Following the document, I operation transaction like this:
Transaction txn = dgraphClient.newTransaction();
try {
// Do something here
// ...
} finally {
txn.discard();
}
It works well if I run single thread.
But if I run this in multi-threads, it throws below exception:
Exception in thread "pool-2-thread-5" io.dgraph.TxnConflictException: Transaction has been aborted. Please retry.
at io.dgraph.DgraphClient$Transaction.checkAndThrowException(DgraphClient.java:315)
at io.dgraph.DgraphClient$Transaction.commit(DgraphClient.java:256)
I don’t see the data you are trying to mutate. If your code is mutating the same nodes in Dgraph concurrently, then it is possible that a TxnConflictException is thrown. This is to prevent the data in Dgraph from getting inconsistent. You have a couple of options:
Check for TxnConflictException and retry the transaction with some sort of backoff. Eventually it will succeed once other conflicting transactions have been committed.
Make sure concurrent threads are never operating on the same nodes, so that there is no chance of a conflict.
Ok, in that case I am not really sure under what conditions the server can issue a transaction conflict exception. It could be a problem in the Java client, but it’s unlikely. I will ask the folks working on the server to take a look here, and respond before I investigate the client further.

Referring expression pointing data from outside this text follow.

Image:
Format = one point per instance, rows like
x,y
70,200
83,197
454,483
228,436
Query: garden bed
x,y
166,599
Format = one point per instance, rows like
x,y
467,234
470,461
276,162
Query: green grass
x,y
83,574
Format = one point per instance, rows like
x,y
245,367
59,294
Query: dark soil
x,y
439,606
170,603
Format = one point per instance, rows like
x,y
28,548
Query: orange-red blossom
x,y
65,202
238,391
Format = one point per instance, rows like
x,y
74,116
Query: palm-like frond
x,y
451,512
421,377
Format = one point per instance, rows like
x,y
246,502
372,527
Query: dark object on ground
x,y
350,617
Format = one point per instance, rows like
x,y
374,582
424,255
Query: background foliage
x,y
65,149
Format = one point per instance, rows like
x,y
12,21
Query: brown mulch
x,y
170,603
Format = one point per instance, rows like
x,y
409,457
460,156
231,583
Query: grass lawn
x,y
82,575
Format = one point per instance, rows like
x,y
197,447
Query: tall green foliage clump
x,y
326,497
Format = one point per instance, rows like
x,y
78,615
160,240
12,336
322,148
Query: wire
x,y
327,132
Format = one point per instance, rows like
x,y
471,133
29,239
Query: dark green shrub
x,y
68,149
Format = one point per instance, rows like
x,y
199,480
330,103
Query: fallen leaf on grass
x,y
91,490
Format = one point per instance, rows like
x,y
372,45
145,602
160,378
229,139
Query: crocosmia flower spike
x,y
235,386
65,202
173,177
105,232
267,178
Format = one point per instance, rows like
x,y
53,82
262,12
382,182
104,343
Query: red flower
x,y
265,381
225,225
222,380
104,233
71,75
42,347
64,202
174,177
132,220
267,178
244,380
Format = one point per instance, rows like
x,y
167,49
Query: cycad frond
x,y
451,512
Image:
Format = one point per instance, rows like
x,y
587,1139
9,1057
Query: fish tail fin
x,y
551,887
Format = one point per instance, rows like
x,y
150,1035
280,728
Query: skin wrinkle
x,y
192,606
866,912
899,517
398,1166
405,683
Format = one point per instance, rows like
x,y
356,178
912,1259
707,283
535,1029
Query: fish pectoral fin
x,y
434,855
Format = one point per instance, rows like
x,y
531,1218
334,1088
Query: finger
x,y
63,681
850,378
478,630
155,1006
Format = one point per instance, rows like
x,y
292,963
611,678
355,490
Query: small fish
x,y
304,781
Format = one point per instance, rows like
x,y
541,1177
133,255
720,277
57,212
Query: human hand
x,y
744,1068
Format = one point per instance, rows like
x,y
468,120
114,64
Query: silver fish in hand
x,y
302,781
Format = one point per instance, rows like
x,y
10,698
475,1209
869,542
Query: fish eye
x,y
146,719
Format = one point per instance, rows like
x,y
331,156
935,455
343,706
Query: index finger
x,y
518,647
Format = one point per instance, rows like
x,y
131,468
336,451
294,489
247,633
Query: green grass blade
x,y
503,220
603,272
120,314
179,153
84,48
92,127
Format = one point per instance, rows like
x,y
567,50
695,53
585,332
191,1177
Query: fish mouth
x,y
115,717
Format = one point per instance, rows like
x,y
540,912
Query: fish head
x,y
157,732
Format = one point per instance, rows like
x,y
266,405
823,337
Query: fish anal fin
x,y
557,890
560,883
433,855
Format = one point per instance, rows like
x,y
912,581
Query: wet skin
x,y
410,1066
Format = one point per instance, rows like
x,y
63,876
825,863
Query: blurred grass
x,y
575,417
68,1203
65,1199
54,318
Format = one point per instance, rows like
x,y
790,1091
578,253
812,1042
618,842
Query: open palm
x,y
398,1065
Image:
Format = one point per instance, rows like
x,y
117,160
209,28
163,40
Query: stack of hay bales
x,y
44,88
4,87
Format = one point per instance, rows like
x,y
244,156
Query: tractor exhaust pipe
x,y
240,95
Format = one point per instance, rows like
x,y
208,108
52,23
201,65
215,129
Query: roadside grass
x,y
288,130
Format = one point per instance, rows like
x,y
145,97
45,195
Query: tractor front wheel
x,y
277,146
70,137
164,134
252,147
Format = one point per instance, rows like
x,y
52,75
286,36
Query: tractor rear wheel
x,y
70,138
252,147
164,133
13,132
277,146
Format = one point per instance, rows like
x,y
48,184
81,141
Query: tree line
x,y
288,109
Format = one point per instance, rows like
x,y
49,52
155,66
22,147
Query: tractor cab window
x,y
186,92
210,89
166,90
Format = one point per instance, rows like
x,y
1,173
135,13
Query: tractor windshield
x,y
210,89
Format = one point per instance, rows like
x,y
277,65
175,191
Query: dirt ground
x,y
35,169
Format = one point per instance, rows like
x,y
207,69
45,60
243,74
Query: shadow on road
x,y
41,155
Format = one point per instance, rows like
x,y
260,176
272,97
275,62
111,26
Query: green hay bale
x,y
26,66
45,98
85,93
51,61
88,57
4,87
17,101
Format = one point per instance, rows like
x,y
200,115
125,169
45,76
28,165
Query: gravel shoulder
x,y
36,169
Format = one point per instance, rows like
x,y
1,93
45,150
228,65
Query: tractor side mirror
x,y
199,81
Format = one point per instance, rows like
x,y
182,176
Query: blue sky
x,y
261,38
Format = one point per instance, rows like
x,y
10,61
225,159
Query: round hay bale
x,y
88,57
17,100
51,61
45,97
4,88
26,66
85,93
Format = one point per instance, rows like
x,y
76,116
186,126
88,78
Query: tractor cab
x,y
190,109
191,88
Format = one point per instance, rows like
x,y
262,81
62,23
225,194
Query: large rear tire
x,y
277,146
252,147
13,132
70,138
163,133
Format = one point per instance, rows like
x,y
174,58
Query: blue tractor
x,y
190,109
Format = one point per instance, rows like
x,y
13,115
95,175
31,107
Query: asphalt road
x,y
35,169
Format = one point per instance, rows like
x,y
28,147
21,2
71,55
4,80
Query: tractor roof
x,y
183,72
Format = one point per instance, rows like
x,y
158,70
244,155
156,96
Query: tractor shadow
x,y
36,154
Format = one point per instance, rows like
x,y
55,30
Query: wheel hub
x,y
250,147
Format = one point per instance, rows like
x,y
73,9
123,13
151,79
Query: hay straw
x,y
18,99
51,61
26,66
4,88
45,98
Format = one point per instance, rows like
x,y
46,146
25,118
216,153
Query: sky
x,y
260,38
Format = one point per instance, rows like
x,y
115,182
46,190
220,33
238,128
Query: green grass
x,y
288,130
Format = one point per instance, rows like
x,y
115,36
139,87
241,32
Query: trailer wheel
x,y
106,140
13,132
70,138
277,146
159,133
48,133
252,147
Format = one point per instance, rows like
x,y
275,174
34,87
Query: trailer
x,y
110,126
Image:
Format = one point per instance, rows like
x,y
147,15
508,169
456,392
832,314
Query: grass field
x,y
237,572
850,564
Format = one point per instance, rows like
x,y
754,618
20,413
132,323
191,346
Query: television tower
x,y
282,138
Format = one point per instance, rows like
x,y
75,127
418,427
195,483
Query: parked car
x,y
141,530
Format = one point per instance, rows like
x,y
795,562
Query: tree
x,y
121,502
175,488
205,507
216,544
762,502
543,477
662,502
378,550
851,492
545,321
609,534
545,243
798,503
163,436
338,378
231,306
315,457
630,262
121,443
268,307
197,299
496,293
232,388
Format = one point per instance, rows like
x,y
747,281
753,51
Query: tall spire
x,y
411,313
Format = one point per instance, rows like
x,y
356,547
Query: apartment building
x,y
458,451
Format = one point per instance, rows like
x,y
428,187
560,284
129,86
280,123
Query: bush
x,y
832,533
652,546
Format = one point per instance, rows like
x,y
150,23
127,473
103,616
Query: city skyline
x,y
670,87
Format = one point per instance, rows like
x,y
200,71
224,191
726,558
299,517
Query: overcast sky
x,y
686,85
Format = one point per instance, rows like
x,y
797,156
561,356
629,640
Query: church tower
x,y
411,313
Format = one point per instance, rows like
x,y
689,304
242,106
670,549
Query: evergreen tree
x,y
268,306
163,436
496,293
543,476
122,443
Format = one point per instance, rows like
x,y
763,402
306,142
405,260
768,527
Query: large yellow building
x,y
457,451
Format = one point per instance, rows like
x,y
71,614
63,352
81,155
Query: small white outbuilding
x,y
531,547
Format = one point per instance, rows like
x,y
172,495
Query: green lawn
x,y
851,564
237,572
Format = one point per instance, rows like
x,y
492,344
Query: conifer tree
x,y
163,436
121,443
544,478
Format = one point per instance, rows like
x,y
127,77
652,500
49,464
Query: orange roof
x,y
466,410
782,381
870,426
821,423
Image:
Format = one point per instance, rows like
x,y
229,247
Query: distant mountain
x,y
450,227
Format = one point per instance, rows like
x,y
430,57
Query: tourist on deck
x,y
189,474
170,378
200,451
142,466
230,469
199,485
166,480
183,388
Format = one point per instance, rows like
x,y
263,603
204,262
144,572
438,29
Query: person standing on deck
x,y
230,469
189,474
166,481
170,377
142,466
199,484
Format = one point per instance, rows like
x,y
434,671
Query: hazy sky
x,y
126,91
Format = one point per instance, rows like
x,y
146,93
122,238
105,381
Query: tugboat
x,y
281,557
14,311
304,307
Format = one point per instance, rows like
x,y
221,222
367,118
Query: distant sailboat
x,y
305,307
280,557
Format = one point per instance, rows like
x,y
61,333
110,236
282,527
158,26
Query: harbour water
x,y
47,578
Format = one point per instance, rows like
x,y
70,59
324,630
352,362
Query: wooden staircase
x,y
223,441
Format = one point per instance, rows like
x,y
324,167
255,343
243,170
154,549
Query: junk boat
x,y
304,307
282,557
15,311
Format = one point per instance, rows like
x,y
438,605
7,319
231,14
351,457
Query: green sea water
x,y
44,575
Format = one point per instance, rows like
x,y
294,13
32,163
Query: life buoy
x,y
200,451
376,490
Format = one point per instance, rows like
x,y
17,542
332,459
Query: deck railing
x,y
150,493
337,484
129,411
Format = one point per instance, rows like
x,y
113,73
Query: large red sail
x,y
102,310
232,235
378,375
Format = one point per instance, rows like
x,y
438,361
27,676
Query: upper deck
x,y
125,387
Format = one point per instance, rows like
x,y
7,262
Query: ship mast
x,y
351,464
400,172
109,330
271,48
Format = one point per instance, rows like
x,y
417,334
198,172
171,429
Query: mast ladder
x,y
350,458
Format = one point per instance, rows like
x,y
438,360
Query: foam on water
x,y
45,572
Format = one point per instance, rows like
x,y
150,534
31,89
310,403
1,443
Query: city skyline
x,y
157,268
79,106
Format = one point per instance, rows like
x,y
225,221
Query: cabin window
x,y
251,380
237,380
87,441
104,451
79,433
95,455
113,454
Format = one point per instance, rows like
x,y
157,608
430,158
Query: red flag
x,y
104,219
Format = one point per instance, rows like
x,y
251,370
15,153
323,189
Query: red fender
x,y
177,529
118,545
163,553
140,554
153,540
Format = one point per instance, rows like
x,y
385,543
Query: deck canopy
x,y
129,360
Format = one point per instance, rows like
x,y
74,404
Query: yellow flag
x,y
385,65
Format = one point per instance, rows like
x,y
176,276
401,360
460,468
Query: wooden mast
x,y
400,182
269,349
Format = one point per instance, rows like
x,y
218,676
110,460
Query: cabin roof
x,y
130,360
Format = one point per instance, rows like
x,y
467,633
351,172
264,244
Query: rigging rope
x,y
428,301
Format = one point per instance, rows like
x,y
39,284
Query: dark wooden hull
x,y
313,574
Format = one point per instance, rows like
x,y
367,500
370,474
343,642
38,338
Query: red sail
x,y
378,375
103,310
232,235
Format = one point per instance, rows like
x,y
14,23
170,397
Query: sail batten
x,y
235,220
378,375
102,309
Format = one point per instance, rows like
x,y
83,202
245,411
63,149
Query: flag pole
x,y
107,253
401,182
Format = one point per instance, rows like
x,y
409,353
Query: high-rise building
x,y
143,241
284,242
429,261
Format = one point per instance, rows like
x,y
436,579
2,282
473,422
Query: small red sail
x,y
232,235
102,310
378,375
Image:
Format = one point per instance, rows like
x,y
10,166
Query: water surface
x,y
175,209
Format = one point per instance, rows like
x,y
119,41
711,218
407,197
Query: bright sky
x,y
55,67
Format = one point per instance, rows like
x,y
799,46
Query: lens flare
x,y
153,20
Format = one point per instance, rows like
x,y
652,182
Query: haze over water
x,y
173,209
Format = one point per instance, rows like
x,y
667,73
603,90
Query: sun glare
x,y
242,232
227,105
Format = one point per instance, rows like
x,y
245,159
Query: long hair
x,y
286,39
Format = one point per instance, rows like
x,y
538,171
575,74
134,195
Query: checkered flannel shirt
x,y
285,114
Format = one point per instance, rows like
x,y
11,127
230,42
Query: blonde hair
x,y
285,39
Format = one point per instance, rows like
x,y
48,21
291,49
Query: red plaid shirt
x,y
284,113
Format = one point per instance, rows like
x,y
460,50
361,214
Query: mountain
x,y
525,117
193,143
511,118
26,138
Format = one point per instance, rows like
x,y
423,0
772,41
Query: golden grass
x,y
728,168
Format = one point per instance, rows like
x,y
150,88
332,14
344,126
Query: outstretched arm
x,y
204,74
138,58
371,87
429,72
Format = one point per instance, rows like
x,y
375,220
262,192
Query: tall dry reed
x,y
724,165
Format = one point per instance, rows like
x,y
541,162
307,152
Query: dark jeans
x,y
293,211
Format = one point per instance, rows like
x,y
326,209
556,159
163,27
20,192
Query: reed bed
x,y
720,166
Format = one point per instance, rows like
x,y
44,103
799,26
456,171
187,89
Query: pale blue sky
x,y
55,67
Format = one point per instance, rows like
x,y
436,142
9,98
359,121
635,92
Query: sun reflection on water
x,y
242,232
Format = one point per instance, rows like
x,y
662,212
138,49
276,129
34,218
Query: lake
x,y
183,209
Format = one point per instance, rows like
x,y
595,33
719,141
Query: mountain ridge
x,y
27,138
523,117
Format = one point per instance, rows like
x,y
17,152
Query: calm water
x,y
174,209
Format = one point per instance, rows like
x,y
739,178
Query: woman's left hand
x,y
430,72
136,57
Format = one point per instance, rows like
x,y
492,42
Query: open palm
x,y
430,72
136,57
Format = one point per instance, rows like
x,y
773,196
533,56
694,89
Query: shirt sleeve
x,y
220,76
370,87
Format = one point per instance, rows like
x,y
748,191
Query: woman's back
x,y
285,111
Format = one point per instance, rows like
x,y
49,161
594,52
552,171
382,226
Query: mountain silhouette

Meanwhile, you could still try retrying the transaction with backoff, and see how it goes.
@deepakjois I try retrying the transaction, It can be successful after many retry times. Some times, I get this exception:
[pool-2-thread-1] ERROR com.haizhi.graph.lab.dgraph.datamaker.DgraphDataMaker - Node create error:
io.dgraph.TxnConflictException: Conflicts with pending transaction. Please abort.
at io.dgraph.DgraphClient$Transaction.checkAndThrowException(DgraphClient.java:315)
at io.dgraph.DgraphClient$Transaction.mutate(DgraphClient.java:228)
at com.haizhi.graph.lab.dgraph.datamaker.DgraphDataMaker.saveVertices(DgraphDataMaker.java:127)
Something similar happened to me.
With many mutations to the same indexed predicate, the predicate is being indexed and thus conflicts occur.
This can safely be ignored with the Mutation.setIgnoreIndexConflict(true)if you’re doing updates (as opposed to upserts)
I believe the rationale is, you made two concurrent mutations to the same predicate, mutation #1 created a new node and the index is being reindexed. Mutation #2 might perform a query beforehand (within its transaction) to ascertain if there’s a particular node. Since the index is being refreshed, the query might/will not yield the result created in #1.